There are other guys (and gals) in the car who are even more delusional.   They are dead set on a policy of immediately eliminating the budget deficit (e.g., those opposed to raising the debt ceiling no matter what, or those campaigning for a balanced budget amendment), and doing it primarily by cutting nondefense discretionary spending.  This is literally impossible, arithmetically.  But they honestly don’t know this.   It is as if they were insisting that the car can fly.   Sometimes it can be a good bargaining position to adopt a very extreme position.  But if you are demanding that the car flies, you are not going to get your way no matter how determined you are. 

It seems likely that the man in the driver’s seat - House Speaker John Boehner - does realize that his fellow passengers don’t have the facts quite right.   But there is also a game of chicken going on within the Republican car.  The crazies have said they will oppose in the next Republican primary election any congressman who votes to raise the debt ceiling or to raise tax revenues.   (Yes, they think they would support someone who would eliminate the budget deficit primarily by cutting non-defense discretionary spending; but remember, this is arithmetically impossible.)   The guy who is riding shot-gun in the car - the one who believes the car can fly — is trying to put his foot on top of Boehner’s on the accelerator pedal.   

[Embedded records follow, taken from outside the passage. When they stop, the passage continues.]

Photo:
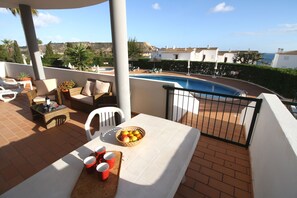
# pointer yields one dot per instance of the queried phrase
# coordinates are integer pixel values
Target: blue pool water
(195, 84)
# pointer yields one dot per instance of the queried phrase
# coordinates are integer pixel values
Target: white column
(27, 21)
(120, 54)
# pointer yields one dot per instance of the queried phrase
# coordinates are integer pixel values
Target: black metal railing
(291, 106)
(225, 117)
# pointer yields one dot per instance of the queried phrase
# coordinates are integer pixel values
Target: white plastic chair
(7, 95)
(106, 121)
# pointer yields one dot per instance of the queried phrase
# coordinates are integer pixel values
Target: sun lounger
(7, 95)
(12, 84)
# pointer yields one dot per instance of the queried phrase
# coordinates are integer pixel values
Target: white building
(226, 56)
(207, 54)
(193, 54)
(286, 59)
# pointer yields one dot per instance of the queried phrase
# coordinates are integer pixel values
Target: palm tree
(8, 45)
(79, 56)
(16, 11)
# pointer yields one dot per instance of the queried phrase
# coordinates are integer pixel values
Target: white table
(154, 168)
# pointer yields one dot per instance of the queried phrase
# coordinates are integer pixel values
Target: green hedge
(282, 81)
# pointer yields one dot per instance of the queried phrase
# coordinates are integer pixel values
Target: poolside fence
(224, 117)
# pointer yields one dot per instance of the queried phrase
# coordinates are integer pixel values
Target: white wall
(148, 96)
(273, 151)
(284, 61)
(230, 56)
(2, 69)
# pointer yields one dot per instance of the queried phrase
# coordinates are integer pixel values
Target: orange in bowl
(133, 133)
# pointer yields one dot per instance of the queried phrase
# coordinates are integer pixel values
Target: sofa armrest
(58, 96)
(75, 91)
(105, 99)
(31, 95)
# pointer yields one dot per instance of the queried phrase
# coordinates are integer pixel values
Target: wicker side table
(58, 115)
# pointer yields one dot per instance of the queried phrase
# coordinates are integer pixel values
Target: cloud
(156, 6)
(288, 27)
(222, 7)
(44, 19)
(248, 33)
(3, 10)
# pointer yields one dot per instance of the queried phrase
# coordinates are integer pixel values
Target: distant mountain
(59, 48)
(267, 58)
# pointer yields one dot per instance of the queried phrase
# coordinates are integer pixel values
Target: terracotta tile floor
(217, 169)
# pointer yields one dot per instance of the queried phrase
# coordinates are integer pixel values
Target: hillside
(59, 48)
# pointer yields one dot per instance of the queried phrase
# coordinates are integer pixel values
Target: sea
(266, 59)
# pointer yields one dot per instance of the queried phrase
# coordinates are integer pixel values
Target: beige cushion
(83, 99)
(101, 87)
(39, 99)
(45, 87)
(88, 88)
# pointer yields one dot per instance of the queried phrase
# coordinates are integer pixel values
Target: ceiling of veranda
(50, 4)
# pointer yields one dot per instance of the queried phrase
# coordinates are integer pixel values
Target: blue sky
(262, 25)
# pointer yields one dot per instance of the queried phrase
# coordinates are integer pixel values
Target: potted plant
(23, 76)
(65, 86)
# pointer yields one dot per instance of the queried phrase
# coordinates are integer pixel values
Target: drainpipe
(28, 26)
(120, 53)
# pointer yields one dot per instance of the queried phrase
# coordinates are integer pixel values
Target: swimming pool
(195, 84)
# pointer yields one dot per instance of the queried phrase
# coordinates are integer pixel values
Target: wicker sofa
(47, 87)
(96, 93)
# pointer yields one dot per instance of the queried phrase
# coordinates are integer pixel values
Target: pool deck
(252, 90)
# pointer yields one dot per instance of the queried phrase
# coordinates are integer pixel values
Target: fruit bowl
(130, 136)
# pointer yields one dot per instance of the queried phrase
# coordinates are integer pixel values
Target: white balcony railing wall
(273, 151)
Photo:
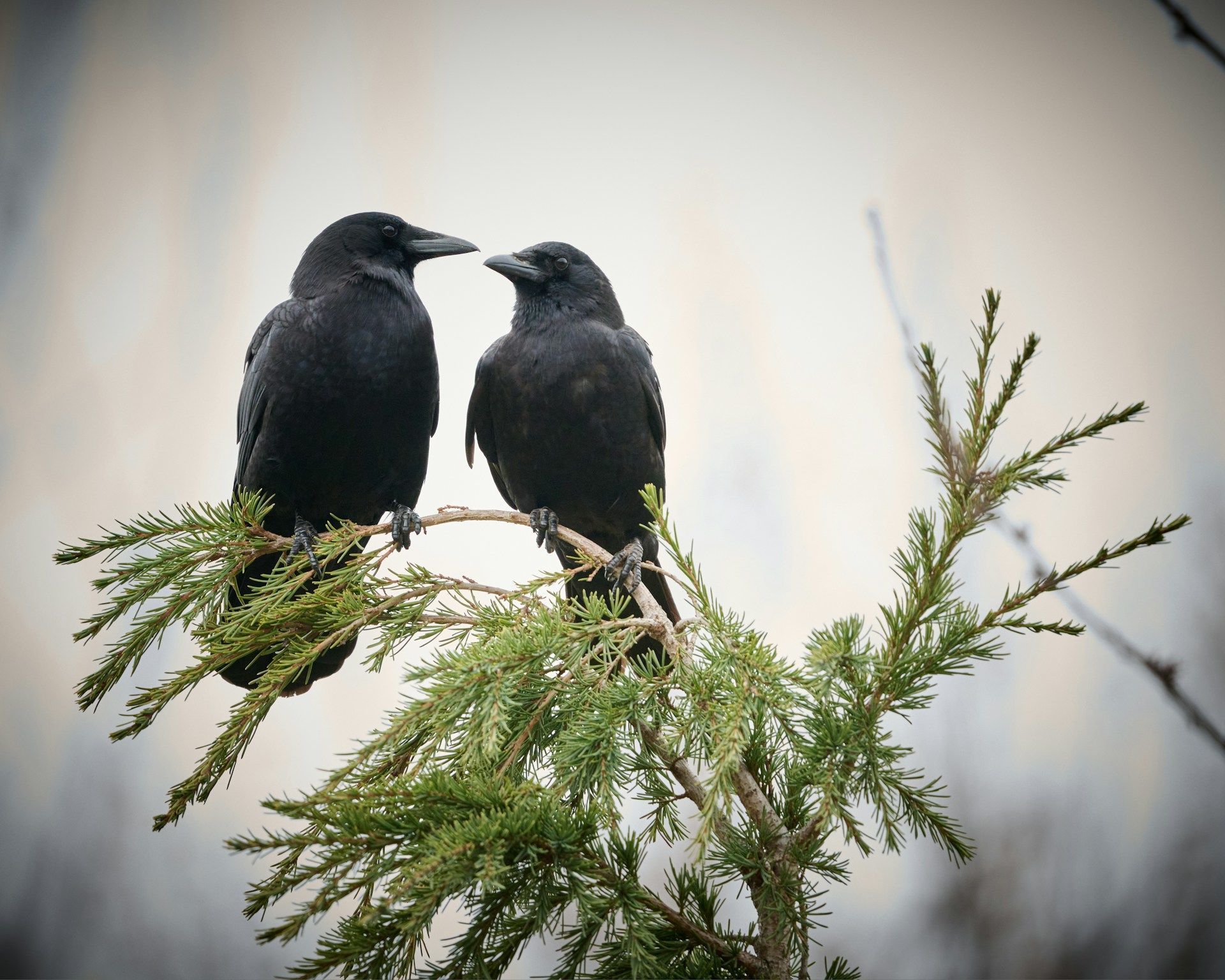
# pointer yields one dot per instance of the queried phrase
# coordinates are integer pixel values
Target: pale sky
(165, 167)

It seems to me that Boehner, too, is miscalculating.  Given that the car can’t fly, the crazy guy is probably going to oppose him in the primaries no matter what he does.   So I don’t see what his plan is.   But whatever it is, he has made it clear that he doesn’t plan to agree to any increase in tax revenues.   

As a result the Republican leadership is in the remarkable situation of refusing to agree to Obama’s offer to solve the problem so long as the solution includes raising tax revenue, even if it is via such measures as ending distortionary subsidies for ethanol, oil companies, and corporate jets.

If I had to guess:   The financial markets will wake up just before August 3.   US bond prices will finally fall.  The market reaction will shock the Republican leadership into action.  (Precedents include the delayed congressional passage of the unpopular TARP legislation in the fall of 2008 and the delayed passage of an unpopular IMF quota increase 10 years earlier.)   They will finally make the small but necessary concessions on tax revenues.   But by then it might be too late.